During grad school at Arizona, Lu & Horner's Representing the 'Other': Basic Writers & The Teaching of Basic Writing made an impression. I can recall the book being taught in multiple seminars. It was a text we talked about in the hallways (ditto Crowley's Composition in the University...the "abolition" debate!). I have an enormous binder of study notes I used while prepping for comprehensive exams around 2000 or so and, going back, reading the pages devoted to Lu & Horner, I notice that I say little about mulitlingualism, though it's a central concern of Representing the 'Other.' My notes mostly focus on what Lu & Horner say about the history of the field (the always "newness" of the CUNY story), Min-Zhan Lu's sharp critique of 90s multiculturalism which she folds into a 'teaching essay' about style, and how basic writing could become a "border country" for the most productive, radical work in the field.

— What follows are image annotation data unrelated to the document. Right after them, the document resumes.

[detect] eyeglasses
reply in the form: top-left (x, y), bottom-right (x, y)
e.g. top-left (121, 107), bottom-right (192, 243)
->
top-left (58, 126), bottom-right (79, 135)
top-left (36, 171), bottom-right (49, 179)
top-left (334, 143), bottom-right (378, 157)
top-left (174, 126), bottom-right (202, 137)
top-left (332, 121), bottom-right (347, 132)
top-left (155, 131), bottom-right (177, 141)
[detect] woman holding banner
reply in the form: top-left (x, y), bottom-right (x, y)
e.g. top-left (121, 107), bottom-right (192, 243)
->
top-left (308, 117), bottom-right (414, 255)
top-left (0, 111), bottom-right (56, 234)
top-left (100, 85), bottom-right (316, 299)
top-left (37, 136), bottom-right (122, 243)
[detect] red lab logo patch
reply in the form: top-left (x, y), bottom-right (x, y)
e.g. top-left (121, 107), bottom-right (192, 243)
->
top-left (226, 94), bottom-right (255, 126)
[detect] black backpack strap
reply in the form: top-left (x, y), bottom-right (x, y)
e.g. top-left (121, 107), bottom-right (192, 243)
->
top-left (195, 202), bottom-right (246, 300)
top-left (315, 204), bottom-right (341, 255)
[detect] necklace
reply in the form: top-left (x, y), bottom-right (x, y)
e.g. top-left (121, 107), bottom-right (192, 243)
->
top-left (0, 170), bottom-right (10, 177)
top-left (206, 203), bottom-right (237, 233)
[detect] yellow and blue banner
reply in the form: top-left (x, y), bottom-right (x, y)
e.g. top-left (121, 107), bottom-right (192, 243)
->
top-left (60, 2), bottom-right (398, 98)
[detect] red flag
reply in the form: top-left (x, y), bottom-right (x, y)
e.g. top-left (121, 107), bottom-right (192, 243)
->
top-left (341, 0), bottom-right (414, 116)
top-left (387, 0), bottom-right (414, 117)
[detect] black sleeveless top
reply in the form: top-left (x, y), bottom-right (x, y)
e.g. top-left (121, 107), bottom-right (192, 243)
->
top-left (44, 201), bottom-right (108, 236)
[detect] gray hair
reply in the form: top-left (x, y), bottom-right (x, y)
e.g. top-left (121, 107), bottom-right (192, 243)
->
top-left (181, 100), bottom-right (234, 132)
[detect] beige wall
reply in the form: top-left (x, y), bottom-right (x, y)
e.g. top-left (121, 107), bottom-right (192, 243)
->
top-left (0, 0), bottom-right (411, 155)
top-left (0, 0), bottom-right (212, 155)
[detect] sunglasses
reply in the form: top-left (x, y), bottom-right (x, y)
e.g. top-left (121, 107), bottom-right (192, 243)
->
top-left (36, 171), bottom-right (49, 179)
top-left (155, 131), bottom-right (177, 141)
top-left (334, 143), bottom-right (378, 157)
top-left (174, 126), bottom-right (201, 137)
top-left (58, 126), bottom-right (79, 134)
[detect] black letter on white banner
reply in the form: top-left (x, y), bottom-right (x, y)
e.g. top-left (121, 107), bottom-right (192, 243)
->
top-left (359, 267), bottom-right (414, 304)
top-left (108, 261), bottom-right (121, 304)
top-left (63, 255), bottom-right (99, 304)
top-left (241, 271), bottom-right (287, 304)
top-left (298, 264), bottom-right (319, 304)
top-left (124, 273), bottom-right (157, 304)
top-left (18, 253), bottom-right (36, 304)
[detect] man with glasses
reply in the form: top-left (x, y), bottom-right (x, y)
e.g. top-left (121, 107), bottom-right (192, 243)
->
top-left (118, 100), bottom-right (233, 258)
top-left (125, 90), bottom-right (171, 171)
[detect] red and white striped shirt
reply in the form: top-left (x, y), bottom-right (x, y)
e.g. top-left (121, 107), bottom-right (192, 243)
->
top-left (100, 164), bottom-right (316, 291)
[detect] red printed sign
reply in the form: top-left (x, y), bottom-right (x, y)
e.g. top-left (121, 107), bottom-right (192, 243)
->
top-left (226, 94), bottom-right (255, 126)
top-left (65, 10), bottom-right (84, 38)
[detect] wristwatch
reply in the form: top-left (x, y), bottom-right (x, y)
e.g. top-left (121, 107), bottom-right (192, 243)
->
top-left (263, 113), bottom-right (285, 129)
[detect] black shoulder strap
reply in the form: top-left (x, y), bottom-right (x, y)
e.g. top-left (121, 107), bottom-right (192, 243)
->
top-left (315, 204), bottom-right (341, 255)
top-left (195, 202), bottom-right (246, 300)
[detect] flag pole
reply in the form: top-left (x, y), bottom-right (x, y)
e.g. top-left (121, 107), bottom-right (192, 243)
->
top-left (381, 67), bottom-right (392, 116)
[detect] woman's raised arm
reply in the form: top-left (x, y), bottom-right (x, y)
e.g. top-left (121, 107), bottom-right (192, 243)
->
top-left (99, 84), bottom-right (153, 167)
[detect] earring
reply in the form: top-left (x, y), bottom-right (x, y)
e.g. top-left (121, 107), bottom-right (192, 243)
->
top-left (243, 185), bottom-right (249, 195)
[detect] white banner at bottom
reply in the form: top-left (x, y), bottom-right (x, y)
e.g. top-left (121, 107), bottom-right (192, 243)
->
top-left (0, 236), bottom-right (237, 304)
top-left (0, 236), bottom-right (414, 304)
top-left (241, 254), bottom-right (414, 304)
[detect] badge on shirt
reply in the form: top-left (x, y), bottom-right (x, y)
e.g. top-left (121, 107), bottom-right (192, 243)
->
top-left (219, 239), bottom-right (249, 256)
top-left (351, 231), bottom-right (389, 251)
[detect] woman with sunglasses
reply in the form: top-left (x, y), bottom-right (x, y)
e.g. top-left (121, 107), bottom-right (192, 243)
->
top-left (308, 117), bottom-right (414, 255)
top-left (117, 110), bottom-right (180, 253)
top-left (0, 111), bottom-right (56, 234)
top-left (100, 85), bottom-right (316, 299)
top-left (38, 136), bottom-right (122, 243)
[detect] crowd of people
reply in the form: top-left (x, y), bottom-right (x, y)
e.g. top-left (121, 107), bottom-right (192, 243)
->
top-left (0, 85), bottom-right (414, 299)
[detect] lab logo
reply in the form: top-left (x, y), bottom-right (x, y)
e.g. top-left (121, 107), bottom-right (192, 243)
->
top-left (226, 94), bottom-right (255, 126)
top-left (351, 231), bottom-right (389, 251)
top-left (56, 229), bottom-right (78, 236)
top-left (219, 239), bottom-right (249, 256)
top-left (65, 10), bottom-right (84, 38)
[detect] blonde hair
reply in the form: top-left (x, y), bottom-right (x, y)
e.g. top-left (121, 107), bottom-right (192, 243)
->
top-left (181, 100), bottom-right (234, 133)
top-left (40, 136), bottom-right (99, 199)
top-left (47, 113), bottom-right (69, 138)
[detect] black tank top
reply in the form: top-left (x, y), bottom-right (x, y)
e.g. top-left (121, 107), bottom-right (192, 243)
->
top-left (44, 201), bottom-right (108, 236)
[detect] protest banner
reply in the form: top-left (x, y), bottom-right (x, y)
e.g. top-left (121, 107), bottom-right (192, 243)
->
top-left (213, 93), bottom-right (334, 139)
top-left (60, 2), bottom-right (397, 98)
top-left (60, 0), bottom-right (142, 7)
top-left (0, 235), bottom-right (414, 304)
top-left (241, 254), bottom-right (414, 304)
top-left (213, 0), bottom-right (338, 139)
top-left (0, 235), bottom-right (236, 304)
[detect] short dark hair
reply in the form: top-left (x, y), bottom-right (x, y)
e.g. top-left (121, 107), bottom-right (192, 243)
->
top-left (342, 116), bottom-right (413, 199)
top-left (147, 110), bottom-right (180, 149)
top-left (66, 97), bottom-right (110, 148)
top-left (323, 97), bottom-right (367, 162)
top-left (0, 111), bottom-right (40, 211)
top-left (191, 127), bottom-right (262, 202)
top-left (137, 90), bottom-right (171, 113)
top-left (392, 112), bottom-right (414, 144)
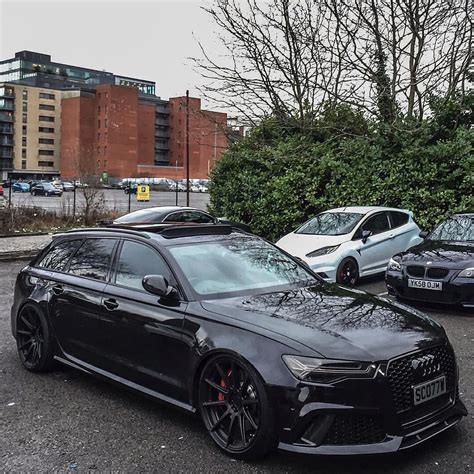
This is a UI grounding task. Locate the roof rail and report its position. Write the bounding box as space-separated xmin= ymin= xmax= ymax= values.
xmin=57 ymin=226 xmax=150 ymax=239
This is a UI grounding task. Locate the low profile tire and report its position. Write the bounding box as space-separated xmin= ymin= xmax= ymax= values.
xmin=336 ymin=257 xmax=359 ymax=287
xmin=199 ymin=354 xmax=277 ymax=460
xmin=16 ymin=304 xmax=55 ymax=372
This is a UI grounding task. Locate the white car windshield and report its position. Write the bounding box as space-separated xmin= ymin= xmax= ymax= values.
xmin=428 ymin=217 xmax=474 ymax=242
xmin=169 ymin=237 xmax=317 ymax=296
xmin=295 ymin=212 xmax=364 ymax=235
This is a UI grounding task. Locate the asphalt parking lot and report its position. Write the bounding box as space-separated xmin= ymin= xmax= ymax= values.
xmin=5 ymin=189 xmax=209 ymax=214
xmin=0 ymin=261 xmax=474 ymax=473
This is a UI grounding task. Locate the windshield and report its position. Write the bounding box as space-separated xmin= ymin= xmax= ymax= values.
xmin=115 ymin=209 xmax=163 ymax=224
xmin=295 ymin=212 xmax=364 ymax=235
xmin=428 ymin=216 xmax=474 ymax=242
xmin=169 ymin=236 xmax=318 ymax=296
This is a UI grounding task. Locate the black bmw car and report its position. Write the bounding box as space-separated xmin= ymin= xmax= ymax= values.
xmin=385 ymin=213 xmax=474 ymax=308
xmin=11 ymin=225 xmax=466 ymax=459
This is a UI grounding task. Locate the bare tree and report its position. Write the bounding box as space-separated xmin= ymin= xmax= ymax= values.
xmin=195 ymin=0 xmax=473 ymax=126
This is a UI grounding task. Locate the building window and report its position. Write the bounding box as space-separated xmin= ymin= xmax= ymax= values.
xmin=38 ymin=161 xmax=54 ymax=168
xmin=39 ymin=104 xmax=56 ymax=111
xmin=40 ymin=92 xmax=55 ymax=100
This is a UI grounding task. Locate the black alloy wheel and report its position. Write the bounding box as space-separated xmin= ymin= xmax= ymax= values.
xmin=16 ymin=304 xmax=54 ymax=372
xmin=336 ymin=258 xmax=359 ymax=286
xmin=199 ymin=355 xmax=276 ymax=460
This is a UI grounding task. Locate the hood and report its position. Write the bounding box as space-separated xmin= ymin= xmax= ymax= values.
xmin=276 ymin=232 xmax=349 ymax=258
xmin=201 ymin=283 xmax=446 ymax=361
xmin=401 ymin=240 xmax=474 ymax=270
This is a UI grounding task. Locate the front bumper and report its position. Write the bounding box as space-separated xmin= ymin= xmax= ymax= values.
xmin=385 ymin=271 xmax=474 ymax=308
xmin=269 ymin=347 xmax=467 ymax=455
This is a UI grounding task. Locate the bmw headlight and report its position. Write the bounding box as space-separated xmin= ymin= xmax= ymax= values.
xmin=458 ymin=268 xmax=474 ymax=278
xmin=283 ymin=355 xmax=377 ymax=383
xmin=387 ymin=258 xmax=402 ymax=272
xmin=306 ymin=245 xmax=339 ymax=257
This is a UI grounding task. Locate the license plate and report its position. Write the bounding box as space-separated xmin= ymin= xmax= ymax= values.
xmin=413 ymin=375 xmax=446 ymax=405
xmin=408 ymin=278 xmax=443 ymax=291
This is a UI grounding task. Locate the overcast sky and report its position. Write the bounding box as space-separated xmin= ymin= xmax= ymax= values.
xmin=0 ymin=0 xmax=226 ymax=103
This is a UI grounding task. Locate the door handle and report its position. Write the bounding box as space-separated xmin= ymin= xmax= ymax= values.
xmin=51 ymin=285 xmax=64 ymax=295
xmin=104 ymin=298 xmax=118 ymax=311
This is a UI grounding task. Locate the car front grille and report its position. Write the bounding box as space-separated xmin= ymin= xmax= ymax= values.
xmin=387 ymin=346 xmax=456 ymax=417
xmin=322 ymin=414 xmax=385 ymax=446
xmin=426 ymin=267 xmax=449 ymax=280
xmin=407 ymin=265 xmax=425 ymax=278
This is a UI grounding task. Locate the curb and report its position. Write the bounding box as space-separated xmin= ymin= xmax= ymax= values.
xmin=0 ymin=249 xmax=41 ymax=262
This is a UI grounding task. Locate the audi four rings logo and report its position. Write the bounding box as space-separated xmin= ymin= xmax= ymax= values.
xmin=411 ymin=354 xmax=441 ymax=378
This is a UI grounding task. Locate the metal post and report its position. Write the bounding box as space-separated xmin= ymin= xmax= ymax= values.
xmin=186 ymin=90 xmax=189 ymax=207
xmin=72 ymin=180 xmax=77 ymax=219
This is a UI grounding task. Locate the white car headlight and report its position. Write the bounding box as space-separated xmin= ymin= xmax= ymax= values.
xmin=283 ymin=355 xmax=377 ymax=383
xmin=387 ymin=258 xmax=402 ymax=272
xmin=306 ymin=245 xmax=339 ymax=257
xmin=458 ymin=268 xmax=474 ymax=278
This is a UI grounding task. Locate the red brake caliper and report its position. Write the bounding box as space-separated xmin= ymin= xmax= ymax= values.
xmin=217 ymin=369 xmax=232 ymax=402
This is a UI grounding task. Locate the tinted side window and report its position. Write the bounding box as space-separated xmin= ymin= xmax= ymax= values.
xmin=362 ymin=212 xmax=390 ymax=235
xmin=69 ymin=239 xmax=116 ymax=280
xmin=390 ymin=211 xmax=410 ymax=228
xmin=38 ymin=240 xmax=82 ymax=272
xmin=115 ymin=240 xmax=173 ymax=290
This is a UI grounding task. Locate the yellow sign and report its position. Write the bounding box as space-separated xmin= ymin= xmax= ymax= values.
xmin=137 ymin=184 xmax=150 ymax=201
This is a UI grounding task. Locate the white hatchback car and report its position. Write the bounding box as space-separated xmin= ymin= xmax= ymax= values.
xmin=276 ymin=207 xmax=423 ymax=286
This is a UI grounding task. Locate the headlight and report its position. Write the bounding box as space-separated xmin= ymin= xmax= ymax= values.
xmin=458 ymin=268 xmax=474 ymax=278
xmin=306 ymin=245 xmax=339 ymax=257
xmin=387 ymin=258 xmax=402 ymax=272
xmin=283 ymin=355 xmax=377 ymax=383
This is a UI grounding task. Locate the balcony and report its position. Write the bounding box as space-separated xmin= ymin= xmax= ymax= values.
xmin=0 ymin=148 xmax=13 ymax=159
xmin=0 ymin=158 xmax=13 ymax=171
xmin=0 ymin=87 xmax=15 ymax=98
xmin=0 ymin=125 xmax=13 ymax=135
xmin=0 ymin=111 xmax=13 ymax=122
xmin=0 ymin=99 xmax=15 ymax=111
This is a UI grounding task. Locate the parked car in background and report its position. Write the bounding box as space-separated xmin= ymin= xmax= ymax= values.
xmin=112 ymin=206 xmax=250 ymax=232
xmin=385 ymin=213 xmax=474 ymax=308
xmin=277 ymin=207 xmax=422 ymax=286
xmin=30 ymin=182 xmax=63 ymax=197
xmin=62 ymin=181 xmax=74 ymax=192
xmin=12 ymin=181 xmax=30 ymax=193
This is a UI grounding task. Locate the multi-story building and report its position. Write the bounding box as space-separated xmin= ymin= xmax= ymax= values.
xmin=0 ymin=51 xmax=228 ymax=178
xmin=0 ymin=83 xmax=61 ymax=178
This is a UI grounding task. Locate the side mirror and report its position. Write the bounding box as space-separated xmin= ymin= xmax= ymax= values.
xmin=362 ymin=230 xmax=372 ymax=244
xmin=142 ymin=275 xmax=178 ymax=299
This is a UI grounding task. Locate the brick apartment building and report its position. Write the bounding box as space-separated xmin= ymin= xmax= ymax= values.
xmin=0 ymin=51 xmax=228 ymax=180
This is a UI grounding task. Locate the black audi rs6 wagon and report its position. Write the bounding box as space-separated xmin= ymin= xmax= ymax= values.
xmin=11 ymin=225 xmax=466 ymax=459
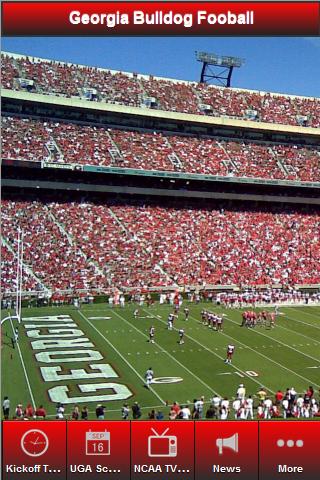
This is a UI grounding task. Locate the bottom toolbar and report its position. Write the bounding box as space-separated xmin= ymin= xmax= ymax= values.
xmin=2 ymin=420 xmax=320 ymax=480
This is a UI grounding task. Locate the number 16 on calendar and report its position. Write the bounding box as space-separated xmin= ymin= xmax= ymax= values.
xmin=86 ymin=430 xmax=110 ymax=455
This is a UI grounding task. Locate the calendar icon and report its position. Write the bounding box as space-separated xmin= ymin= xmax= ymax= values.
xmin=86 ymin=430 xmax=110 ymax=455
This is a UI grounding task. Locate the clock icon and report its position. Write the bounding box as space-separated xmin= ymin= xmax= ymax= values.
xmin=20 ymin=428 xmax=49 ymax=457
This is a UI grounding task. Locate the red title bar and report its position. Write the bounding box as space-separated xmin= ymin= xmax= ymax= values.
xmin=2 ymin=2 xmax=319 ymax=36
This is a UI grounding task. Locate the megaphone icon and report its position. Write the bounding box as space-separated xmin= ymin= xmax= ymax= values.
xmin=216 ymin=433 xmax=239 ymax=455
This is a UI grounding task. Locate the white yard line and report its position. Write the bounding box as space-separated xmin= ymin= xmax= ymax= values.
xmin=284 ymin=307 xmax=320 ymax=330
xmin=276 ymin=322 xmax=320 ymax=343
xmin=10 ymin=317 xmax=37 ymax=410
xmin=78 ymin=310 xmax=166 ymax=405
xmin=225 ymin=317 xmax=319 ymax=365
xmin=142 ymin=315 xmax=275 ymax=394
xmin=113 ymin=310 xmax=221 ymax=397
xmin=215 ymin=317 xmax=320 ymax=387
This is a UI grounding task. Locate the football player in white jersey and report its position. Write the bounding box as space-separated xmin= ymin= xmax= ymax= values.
xmin=224 ymin=344 xmax=236 ymax=365
xmin=144 ymin=367 xmax=154 ymax=388
xmin=149 ymin=326 xmax=156 ymax=343
xmin=179 ymin=328 xmax=184 ymax=345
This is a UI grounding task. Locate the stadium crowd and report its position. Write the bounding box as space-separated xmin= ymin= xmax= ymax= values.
xmin=2 ymin=384 xmax=320 ymax=420
xmin=1 ymin=54 xmax=320 ymax=127
xmin=2 ymin=116 xmax=320 ymax=182
xmin=2 ymin=199 xmax=320 ymax=291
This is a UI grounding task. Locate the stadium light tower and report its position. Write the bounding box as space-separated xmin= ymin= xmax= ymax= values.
xmin=196 ymin=52 xmax=245 ymax=87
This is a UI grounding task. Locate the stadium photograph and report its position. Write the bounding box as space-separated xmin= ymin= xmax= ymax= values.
xmin=1 ymin=38 xmax=320 ymax=421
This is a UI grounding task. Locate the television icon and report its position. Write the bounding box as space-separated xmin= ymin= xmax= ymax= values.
xmin=148 ymin=428 xmax=177 ymax=458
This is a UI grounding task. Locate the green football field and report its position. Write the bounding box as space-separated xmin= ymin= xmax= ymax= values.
xmin=2 ymin=303 xmax=320 ymax=419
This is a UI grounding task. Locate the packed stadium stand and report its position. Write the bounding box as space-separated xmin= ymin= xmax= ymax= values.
xmin=1 ymin=54 xmax=320 ymax=294
xmin=2 ymin=54 xmax=320 ymax=127
xmin=2 ymin=117 xmax=320 ymax=181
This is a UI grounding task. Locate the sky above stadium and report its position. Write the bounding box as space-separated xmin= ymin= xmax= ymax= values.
xmin=2 ymin=37 xmax=320 ymax=97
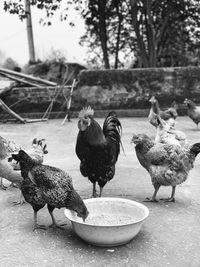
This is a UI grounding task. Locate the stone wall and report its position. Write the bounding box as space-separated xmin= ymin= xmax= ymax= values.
xmin=1 ymin=67 xmax=200 ymax=116
xmin=76 ymin=67 xmax=200 ymax=109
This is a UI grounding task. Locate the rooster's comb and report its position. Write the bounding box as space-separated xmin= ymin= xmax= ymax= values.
xmin=78 ymin=106 xmax=94 ymax=119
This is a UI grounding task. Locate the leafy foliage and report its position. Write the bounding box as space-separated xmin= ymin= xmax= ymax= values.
xmin=4 ymin=0 xmax=200 ymax=68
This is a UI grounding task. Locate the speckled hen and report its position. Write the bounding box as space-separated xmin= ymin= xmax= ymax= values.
xmin=12 ymin=150 xmax=89 ymax=229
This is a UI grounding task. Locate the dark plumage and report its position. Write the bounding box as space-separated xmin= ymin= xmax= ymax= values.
xmin=12 ymin=150 xmax=88 ymax=229
xmin=76 ymin=107 xmax=122 ymax=197
xmin=132 ymin=134 xmax=200 ymax=202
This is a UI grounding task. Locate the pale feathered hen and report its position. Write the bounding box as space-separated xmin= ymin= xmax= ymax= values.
xmin=155 ymin=115 xmax=189 ymax=146
xmin=184 ymin=98 xmax=200 ymax=128
xmin=132 ymin=134 xmax=200 ymax=202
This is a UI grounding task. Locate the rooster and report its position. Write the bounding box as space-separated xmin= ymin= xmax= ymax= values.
xmin=76 ymin=107 xmax=122 ymax=197
xmin=132 ymin=134 xmax=200 ymax=202
xmin=12 ymin=150 xmax=89 ymax=230
xmin=184 ymin=98 xmax=200 ymax=128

But I only have the sparest notes about what the two have to say about language use. At the time I was gearing up to write a dissertation about the history of first-year comp at two-year colleges, so their insights about marginalized narratives were of most interest to me, so that's part of it. But even the blurb on the back of the book (1999) emphasizes the book's implications for discussions of "mainstreaming" basic writers and developing "contact zone" pedagogies in writing programs. Not multilingualism.
I went back and re-read Representing the 'Other' last week and the book is still tremendously useful and tremendously forceful. And also a reminder of the scholarship that's been produced in the years since--especially everything that Lu and Horner themselves have written SINCE 1999, most of which builds in so many ways on Representing the 'Other.' Their more recent work is invariably more multidisciplinary--Horner's "Relocating Basic Writing," their collaborative "Logic of Listening to Global Englishes," Lu's "Metaphors Matter," and lots more too. All these draw on second-language writing, applied linguistics, etc, etc. And of course they deal with multilingualism even more explicitly than the work in Representing the 'Other,' stressing code-meshing and like concepts as both theoretical and teaching constructs. It's likely a lot more difficult to neglect this aspect of their analysis, now that language difference is (happily) in the foreground of their work. And the field. And our institutions.
Our writing program is in the midst of revising our curriculum, including a hard (and I hope creative) reboot of how we "do" basic writing in light of growing multilingual populations on campus. We piloted a code-meshing curriculum this past term and we're piloting more sections next Fall (details will be presented at the WPA conference in two months--stay tuned!). We're tentatively proposing a Studio Model for 2015. Exciting stuff. And it feels like what I've wanted to do for twenty years (teaching "basic writing" during the second semester of my master's program made me fall in love with the field). And so in addition to all the new things I've been reading--especially about Studio, but also Canagarajah, Matsuda, and others for insights on language and code--I'm going back and re-reading basic writing's greatest hits from graduate school and revisiting those yellowing notes from my comprehensive exams. I regret not taking a second language acquisition theory class and second-language writing pedagogy class while at Arizona. They had a great program but I guess I made the mistake of seeing a sharp dividing line between fields. Things are changing.
1 comment:
I read an interesting and rather provocative article by Peter Elbow that was published fairly recently. In it he acknowledged the dilemma of teaching students the discourse of academia and whether or not that infringes upon their primary discourses. Instead, he advocated having students write in their primary discourses (whether it be another language or just another dialect) and then to translate it over several drafts until it reached "academic" style on the final draft.
He also floated the idea of helping students find paper editors and such since that's what happens in the "real" world, but I suppose that's another can of worms.